I can’t wait to try this mad fortune
You really make our lives easier. Thanks to the awesome open source devs
I was looking for a lexer which was not part of a lua compiler. I was thinking of writing my own and started even doing so but thank god I found this. Now I just need to write a parser for it. But thank you!
This is very useful! This might seem like a stupid question, but why use _
before some properties of the nav
object (_RealIndex, _UserIndex and _ScanThread) but not in others (Source, TokenCache)?
Also in the Api & Usage section there’s a typo.
Fixed, thanks for catching that!
It’s general practice to use a _ prefix to denote “private” values.
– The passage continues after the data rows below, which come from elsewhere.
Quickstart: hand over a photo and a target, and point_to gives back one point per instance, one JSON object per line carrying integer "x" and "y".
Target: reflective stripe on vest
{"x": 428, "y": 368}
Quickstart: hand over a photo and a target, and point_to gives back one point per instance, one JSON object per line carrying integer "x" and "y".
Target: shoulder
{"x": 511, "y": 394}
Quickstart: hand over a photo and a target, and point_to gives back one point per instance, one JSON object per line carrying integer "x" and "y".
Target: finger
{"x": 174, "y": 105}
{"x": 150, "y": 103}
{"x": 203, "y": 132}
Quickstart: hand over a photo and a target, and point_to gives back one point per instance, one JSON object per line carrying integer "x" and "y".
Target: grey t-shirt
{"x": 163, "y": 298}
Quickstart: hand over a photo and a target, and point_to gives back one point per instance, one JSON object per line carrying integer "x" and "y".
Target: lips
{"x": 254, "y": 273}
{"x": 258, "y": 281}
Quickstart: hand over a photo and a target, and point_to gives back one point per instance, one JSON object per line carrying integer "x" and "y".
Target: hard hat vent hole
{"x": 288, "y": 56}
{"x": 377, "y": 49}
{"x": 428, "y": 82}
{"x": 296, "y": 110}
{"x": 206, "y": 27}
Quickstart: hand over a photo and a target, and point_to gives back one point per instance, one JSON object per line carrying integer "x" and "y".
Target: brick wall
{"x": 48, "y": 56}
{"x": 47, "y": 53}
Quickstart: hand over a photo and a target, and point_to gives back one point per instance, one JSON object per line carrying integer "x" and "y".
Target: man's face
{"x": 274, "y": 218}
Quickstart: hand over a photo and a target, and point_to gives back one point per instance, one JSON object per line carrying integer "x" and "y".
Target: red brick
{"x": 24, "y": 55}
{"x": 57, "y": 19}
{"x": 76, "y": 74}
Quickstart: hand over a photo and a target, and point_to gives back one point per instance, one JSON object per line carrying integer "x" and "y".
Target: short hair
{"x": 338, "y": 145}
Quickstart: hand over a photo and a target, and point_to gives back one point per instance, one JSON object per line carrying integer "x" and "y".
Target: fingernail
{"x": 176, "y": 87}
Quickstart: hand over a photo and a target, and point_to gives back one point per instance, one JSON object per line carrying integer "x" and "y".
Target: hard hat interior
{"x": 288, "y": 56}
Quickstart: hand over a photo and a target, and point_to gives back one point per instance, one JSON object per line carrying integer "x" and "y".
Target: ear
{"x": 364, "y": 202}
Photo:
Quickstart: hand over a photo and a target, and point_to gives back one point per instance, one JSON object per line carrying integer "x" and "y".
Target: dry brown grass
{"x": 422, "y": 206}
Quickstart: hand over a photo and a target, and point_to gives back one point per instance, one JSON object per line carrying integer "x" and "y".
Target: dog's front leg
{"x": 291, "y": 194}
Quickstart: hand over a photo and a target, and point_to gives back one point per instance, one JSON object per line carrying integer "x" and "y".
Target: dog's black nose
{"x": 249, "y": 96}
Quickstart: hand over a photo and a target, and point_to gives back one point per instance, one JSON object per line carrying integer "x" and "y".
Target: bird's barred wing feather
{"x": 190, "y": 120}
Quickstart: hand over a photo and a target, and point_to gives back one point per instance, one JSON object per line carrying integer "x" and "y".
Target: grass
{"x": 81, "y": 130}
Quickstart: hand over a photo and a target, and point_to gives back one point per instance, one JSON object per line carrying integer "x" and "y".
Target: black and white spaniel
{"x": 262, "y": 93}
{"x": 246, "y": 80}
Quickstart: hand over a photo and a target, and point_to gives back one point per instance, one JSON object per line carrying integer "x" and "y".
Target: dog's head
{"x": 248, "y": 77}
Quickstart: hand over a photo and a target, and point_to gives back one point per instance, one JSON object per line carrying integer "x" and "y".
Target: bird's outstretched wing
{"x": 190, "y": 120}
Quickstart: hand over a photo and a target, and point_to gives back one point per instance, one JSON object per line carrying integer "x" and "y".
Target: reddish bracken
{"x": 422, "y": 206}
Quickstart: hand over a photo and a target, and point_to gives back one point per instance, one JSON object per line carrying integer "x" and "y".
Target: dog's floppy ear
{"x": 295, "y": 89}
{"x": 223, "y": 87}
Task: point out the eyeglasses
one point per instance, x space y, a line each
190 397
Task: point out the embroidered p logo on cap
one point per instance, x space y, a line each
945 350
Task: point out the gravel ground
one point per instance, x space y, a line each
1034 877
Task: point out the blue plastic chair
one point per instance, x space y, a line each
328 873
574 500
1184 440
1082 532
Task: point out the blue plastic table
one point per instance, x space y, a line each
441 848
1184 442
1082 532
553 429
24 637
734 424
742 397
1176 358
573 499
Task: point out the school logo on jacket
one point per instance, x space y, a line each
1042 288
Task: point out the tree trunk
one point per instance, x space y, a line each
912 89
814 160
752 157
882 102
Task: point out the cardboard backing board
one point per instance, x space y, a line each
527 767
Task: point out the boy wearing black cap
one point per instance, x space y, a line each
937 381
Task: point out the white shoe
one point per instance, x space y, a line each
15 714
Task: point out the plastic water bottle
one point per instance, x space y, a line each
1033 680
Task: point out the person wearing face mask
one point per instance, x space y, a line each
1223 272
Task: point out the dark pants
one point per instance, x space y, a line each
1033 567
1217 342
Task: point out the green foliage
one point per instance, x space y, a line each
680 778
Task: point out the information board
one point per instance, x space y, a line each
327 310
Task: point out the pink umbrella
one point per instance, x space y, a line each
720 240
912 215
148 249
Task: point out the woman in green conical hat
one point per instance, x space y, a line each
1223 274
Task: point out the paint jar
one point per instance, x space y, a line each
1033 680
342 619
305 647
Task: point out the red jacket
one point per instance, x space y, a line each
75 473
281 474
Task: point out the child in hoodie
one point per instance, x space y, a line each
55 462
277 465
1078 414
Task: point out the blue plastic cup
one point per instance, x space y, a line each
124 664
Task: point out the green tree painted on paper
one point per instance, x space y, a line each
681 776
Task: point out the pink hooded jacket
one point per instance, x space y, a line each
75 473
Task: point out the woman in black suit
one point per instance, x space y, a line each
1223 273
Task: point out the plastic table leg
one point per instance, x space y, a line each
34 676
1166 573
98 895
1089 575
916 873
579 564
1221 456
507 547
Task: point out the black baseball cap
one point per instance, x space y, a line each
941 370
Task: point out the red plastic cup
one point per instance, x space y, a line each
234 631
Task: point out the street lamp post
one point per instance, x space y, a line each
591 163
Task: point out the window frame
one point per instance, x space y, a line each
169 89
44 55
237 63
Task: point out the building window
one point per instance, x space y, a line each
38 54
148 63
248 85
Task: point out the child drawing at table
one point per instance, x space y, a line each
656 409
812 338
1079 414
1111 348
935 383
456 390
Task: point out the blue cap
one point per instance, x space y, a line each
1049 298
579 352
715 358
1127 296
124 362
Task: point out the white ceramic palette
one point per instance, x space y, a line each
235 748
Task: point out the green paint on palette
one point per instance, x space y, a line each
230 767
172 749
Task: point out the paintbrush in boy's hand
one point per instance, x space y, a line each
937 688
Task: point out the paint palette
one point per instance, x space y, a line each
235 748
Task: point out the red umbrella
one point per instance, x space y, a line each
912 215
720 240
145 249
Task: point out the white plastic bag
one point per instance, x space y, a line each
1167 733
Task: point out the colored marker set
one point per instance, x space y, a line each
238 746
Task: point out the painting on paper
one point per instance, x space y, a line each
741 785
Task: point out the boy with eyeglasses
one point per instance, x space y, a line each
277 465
That is to say, when you use the nav object, you shouldn’t ever be directly interacting with nav._ScanThread
, because you risk breaking the nav if you alter it. Those values as used internally by the object itself, but aren’t recommended to be used by the higher level.
Source and TokenCache are “public” because I’ve found it’s useful to check what source is currently active and to directly index a token at a specific place (ex: checking the first token).
Hey guys! I’ve continued working on this!
I’ve refactored it (no more coroutines or return function list) and added contextual tokenizing (os.clock()
will highlight clock
as a builtin, and myThing.spawn()
will no longer highlight spawn
as the builtin function).
I’ve also released a highlighter module to go with this lexer! It uses RichText labels to highlight the code based on the tokens the lexer spits out.
Rather than continue to post into this obscure thread, I’ve opened a GitHub repository for it:
Lexer is breaking down code into different segments, often referred to as tokens according to token types (example keywords, operators, strings, brackets) and other criteria. This is used to parse, analyze, highlight and evaluate code syntax.
I like it. This lexer version is much more cleaner and understandable, I really didn’t like the coroutines that you were previously using. Hopefully with that change you will be able to add the newer and more complex syntax highlighting for methods, function names, properties and others that Luau has got in Studio. Good job!
Also, since it’s a GitHub repo, will other developers be able to contribute to this project as well?
Contribution is welcome! I will likely be adding more features as well. You can also open GitHub issues with suggestions/requests/problems!
Hey, I was wondering how you show this in a textbox so that the user can copy and paste it? Or is that not something this can be used for? If not then I’m still not sure how to even show it in a textlabel.
You can have a textbox, but the highlighted text has to be in a separate textlabel. Then just update the textlabel’s highlighting every time. the player inputs some text into the textbox. You could have the textlabel overlap the textbox or just put it next to it.
Ok, but I still have no clue how I use this, would you happen to know?